He settles the childless woman in her home as a happy mother of children. —Psalm 113:9

March 28, 2008

Put down the book and pick up a sandwich


The blogosphere is abuzz today with news of what Random House has done with the bastardized "updated" re-release of Sweet Valley High, and I'll feel lonely and left out if I don't chime in with my $20 (inflation, donchaknow) on what it all means to me.

I have fond memories of trips to the library in my pre-teen years (my dad didn't believe in buying books when we could borrow them, which is why I also have sad memories of being the odd girl out at the school book fair every year, and probably also why my home is now overcrowded with books that I own and refuse to part with), hunkering down between the aisles with a SVH, the next two in the series lying in my lap waiting to be checked out, and getting lost in the Valley of Sweetness while my mom took her time trying to hunt down some books my dad hadn't already read. I also remember trying to hide them from my mom so she wouldn't open one up and accidentally land on a page where Jessica came onto Bruce until he felt her up, or Todd mistook Jessica for Elizabeth and like, totally made out with her, because, scandalous!

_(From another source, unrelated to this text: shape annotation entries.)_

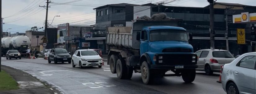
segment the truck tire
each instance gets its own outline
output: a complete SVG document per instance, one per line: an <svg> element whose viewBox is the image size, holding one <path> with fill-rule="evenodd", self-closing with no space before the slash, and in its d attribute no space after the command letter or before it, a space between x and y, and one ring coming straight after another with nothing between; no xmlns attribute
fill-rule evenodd
<svg viewBox="0 0 256 94"><path fill-rule="evenodd" d="M126 79L130 79L132 76L132 74L133 73L133 68L127 66L127 75Z"/></svg>
<svg viewBox="0 0 256 94"><path fill-rule="evenodd" d="M182 79L186 83L190 83L195 78L195 69L184 69L181 73Z"/></svg>
<svg viewBox="0 0 256 94"><path fill-rule="evenodd" d="M112 73L116 73L116 62L118 59L118 57L116 55L112 55L110 56L110 59L109 60L109 66L110 71Z"/></svg>
<svg viewBox="0 0 256 94"><path fill-rule="evenodd" d="M118 59L116 62L116 75L119 79L125 79L127 78L127 67L125 63Z"/></svg>
<svg viewBox="0 0 256 94"><path fill-rule="evenodd" d="M152 80L153 75L150 73L148 63L146 61L143 61L141 66L141 77L143 83L146 84L150 84Z"/></svg>

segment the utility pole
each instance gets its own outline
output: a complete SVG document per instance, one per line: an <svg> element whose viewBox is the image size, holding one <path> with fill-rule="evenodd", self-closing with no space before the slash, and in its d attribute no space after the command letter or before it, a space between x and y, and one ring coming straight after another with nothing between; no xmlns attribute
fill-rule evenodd
<svg viewBox="0 0 256 94"><path fill-rule="evenodd" d="M0 0L0 7L1 8L1 9L0 9L0 18L2 18L2 0ZM1 26L0 26L1 27L1 29L2 29L2 27ZM2 32L1 31L1 33L0 33L0 36L2 36ZM2 44L2 38L0 38L0 44ZM0 45L0 51L2 51L2 45ZM2 56L2 52L0 52L0 56ZM1 66L2 64L1 64L1 62L2 61L2 59L0 59L0 72L1 72Z"/></svg>
<svg viewBox="0 0 256 94"><path fill-rule="evenodd" d="M3 18L1 18L1 27L3 27L3 24L4 24L4 23L3 22L3 20L4 19ZM3 28L1 28L1 38L3 37Z"/></svg>
<svg viewBox="0 0 256 94"><path fill-rule="evenodd" d="M215 41L214 35L215 32L214 31L214 11L213 9L213 0L207 0L210 3L210 39L211 49L215 48Z"/></svg>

These books were my 90210, my OC, my Gossip Girl, way before any of those shows were twinkles in their makers' eyes. Did they make me feel inferior as I compared myself to the "perfect size 6" twins and their sunny, drama-filled lives? Sure they did, but I had enough of being made to feel inferior by just about everybody around me at the time, anyway, so I didn't much let that part get me down. For me, it was pure escapism. I lived vicariously through those twins. I identified more with Elizabeth, naturally, because I was just that much of a goody-goody, but I wished so hard that I could be more like Jessica, until she inevitably almost got date-raped, and I'd be thankful I was more like Elizabeth again. Sweet Valley High = good times.

I don't think I'm outraged by the changes--Elizabeth's blog instead of newspaper column, a Jeep Wrangler replacing the prized Fiat Spider their daddy gave them for their Sweet 16, and, most notable/controversial, their downsizing to a "perfect size 4"--the way some fans are, but it does make me sad. I agree that it's kind of insulting, both to my generation and the younger generation these changes are aimed at, the idea that the '80s era references are so far beyond today's young readers that they won't be able to relate unless they see their own world, their own hobbies and pastimes and slang, because, ew, who wants to read something set in their parents' era? All I can say is that I'm glad they didn't pull this crap with Judy Blume--or, even worse, Anne of Green Gables--when I was a kid, and that I actually got to learn a thing or two about the people who existed before me and that the universe existed before I came to be in it.

As for the downsizing, whatever. I'm more inclined to think it's keeping up with size-inflation than making the twins' so-called perfection even skinnier. If anything, comparing today's size 4 to 1983's size six, that would mean the girls actually put on a few pounds. Which would not be a bad thing. Teen and pre-teen girls today need to have this pointed out to them, I believe, because the LAST thing that they need is more encouragement to starve themselves. Dear young girls of today: it's OK to eat a sandwich. The Wakefield twins eat, too. Or at least they would if they were, y'know, real.